On most modern computers, using BandListStorage=file is no slower, and if the
memfile is working correctly, it is supposed to switch to compression if an
allocation fails -- I'll look into that. Obviously, compressing, then
expanding the clist during playback will be painfully slow, particularly with
multiple threads. The BandListStorage=memory is really intended for diskless
systems (embedded printers).

Next, if we do fail when writing the clist (for any reason) we should *NOT*
continue and try to render, much less with multiple threads. I will fix that!

A BufferSpace setting of 64m (67,108,864) is totally reasonable, and is
probably not at issue here. Generally larger buffer sizes results in more
lines per band which makes the clist (slightly) more efficient, particularly
if there are skewed images.

Lastly, the clist logic *tries* to defer interpolation to rendering so that
multiple threads can contribute, but there are many (too many to mention)
conditions that can cause the clist writing to fall back to processing the
image in 'default' mode, which when interpolating will result in 'copy_color'
primitives for all the pixels. This will slow things down (interpolating and
writing the image) and expand the clist size.

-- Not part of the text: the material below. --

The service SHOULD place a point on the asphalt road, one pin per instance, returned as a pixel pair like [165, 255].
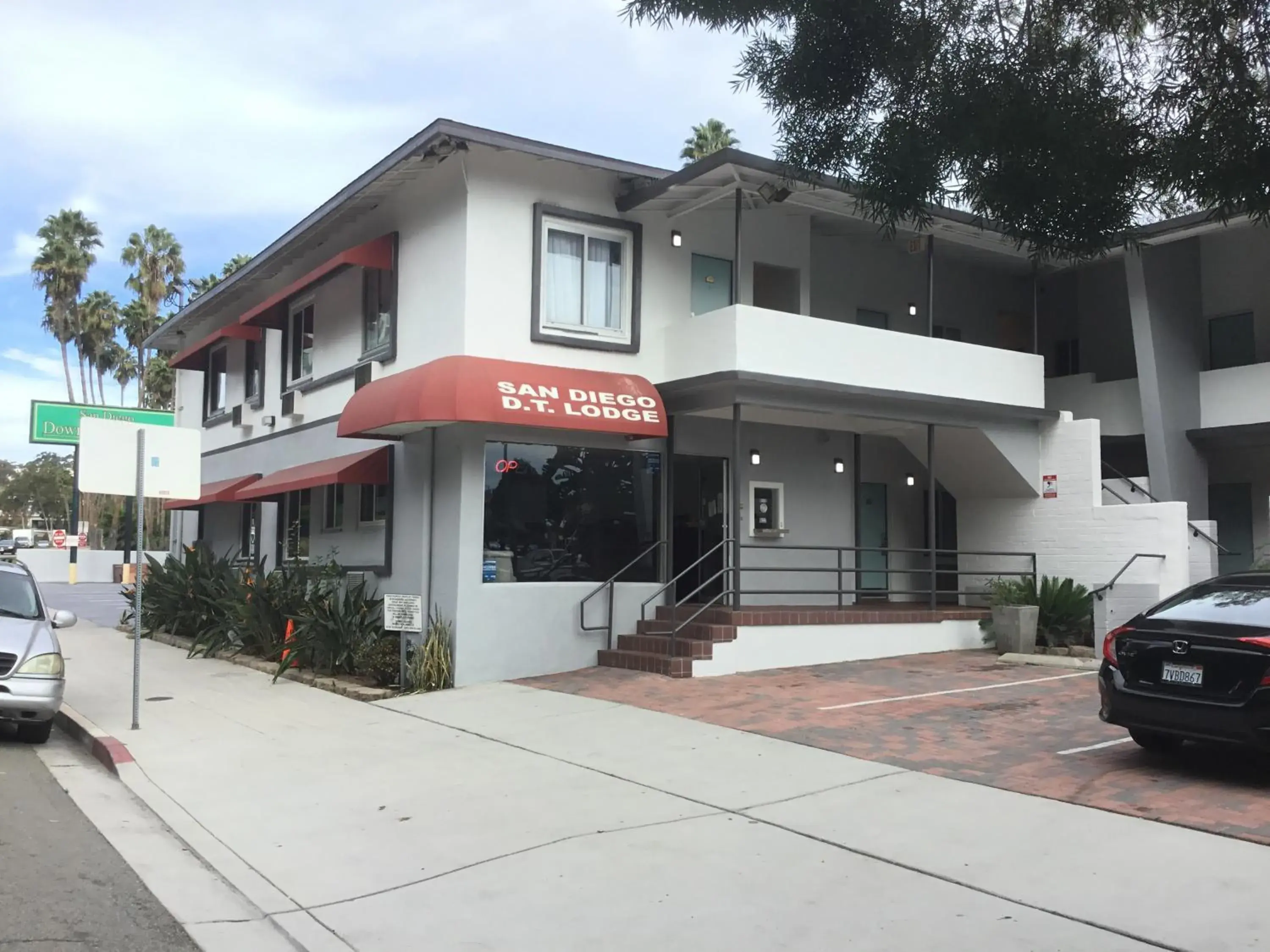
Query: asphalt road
[64, 888]
[94, 602]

While -dNOINTERPOLATE is a 'sledgehammer' to avoid interpolation, we have a
control over how much interpolation is performed. Interpolation to 720dpi
is probably not visible therefore wasted time. The better control is to use
-dInterpolateControl=__ as described in
   https://www.ghostscript.com/doc/current/Use.htm#Rendering_parameters

For example, -dInterpolateControl=4 will interpolate images that have the
'/Interpolate true' in the image dictionary, but ONLY to 4x4 pixels blocks,
i.e. 180dpi when using -r720.

This speeds up processing, even if the interpolation is being performed in
multiple rendering threads.

I will look into the problems (trying to render after memfile creation error,
and why switching to compression was not invoked), but limiting interpolation
and using disk based clist are STRONGLY recommended in general.
Comment 4 Ray Johnston 2020-02-06 23:35:59 UTC
I get a somewhat different result than Ken did. Running 32-bit Windows, I
see the problem is that the large memfile is actually a pattern-clist. This
is 585,319,595 in total size (the original Image, object 46 in the PDF is
663 lines, 663 pixels per line, RGB). The image at 720dpi, at the scaling
of the PDF this turns into a 13945x13945 image (after interpolation). This
calculates to 583,389,075 bytes of RGB data. This data is written to the
'main' clist.

It is in the threads when we are reading from the 'memfile' data for the
pattern from the main thread for the pattern cache entry. Thus 4 threads
need 4*585,319,595 = 2,341,278,380 bytes, so we get allocation failures.

I'm looking at why the memfile doesn't trigger compression when the alloc
fails. If the memfile compression is used, it reduces the required storage
to < 32Mb.

Note that with -dInterpolateControl=4 it seems that the method, while faster,
does not reduce the clist filesize. I will discuss this internally to decide
if we want to investigate it another method.
Comment 5 Ray Johnston 2020-02-07 02:58:07 UTC
Apparently improvements in the image interpolation has improved things so that
the patch to use default image processing when an interpolated image is
being processed into a pattern-clist (see bug 694514).

With current HEAD (SHA e193b5d) this takes 23.3 seconds. With the patch removed
that restricts HL images to the pattern-clist, this file completes in 24.8
seconds.

With this file, the pattern-clist (without HL images) uses > 500Mb, and the
file (a single page) takes 192 sec. Enabling HL images reduces the pattern-
clist to 1.2Mb and the page completes in 36 sec.

With -dNumRenderingThreads=4 (and with HL images enabled for pattern-clist)
this file completes in < 15 sec.
Comment 6 Ray Johnston 2020-02-07 06:45:48 UTC
I'm not totally convinced from a git bisect run (since I have to remove the
disable of pattern-clist between bisect builds), but initially it showed up
as commit 7e342b59, but this might have been masking an earlier commit that
allowed the pattern-clist mode to efficiently support interpolation.
Comment 7 Ray Johnston 2020-02-12 00:47:26 UTC
I did more testing with the file from bug 694514 and the commit 8117f3e31
lets that file complete in under 3 seconds when HL interpolated images are
enabled for pattern_clist. The previous commit 0f3691890 takes almost 32
seconds.

Without the pattern_clist HL enabling of interpolated images, the 8117f3e31
takes over 4 seconds.

Looks like the patch for bug694514 is no longer needed.
Comment 8 Ray Johnston 2020-02-13 15:02:51 UTC
Fixed in commit 1f6b351a5048b5a14d52431c833da6ed3386a7bf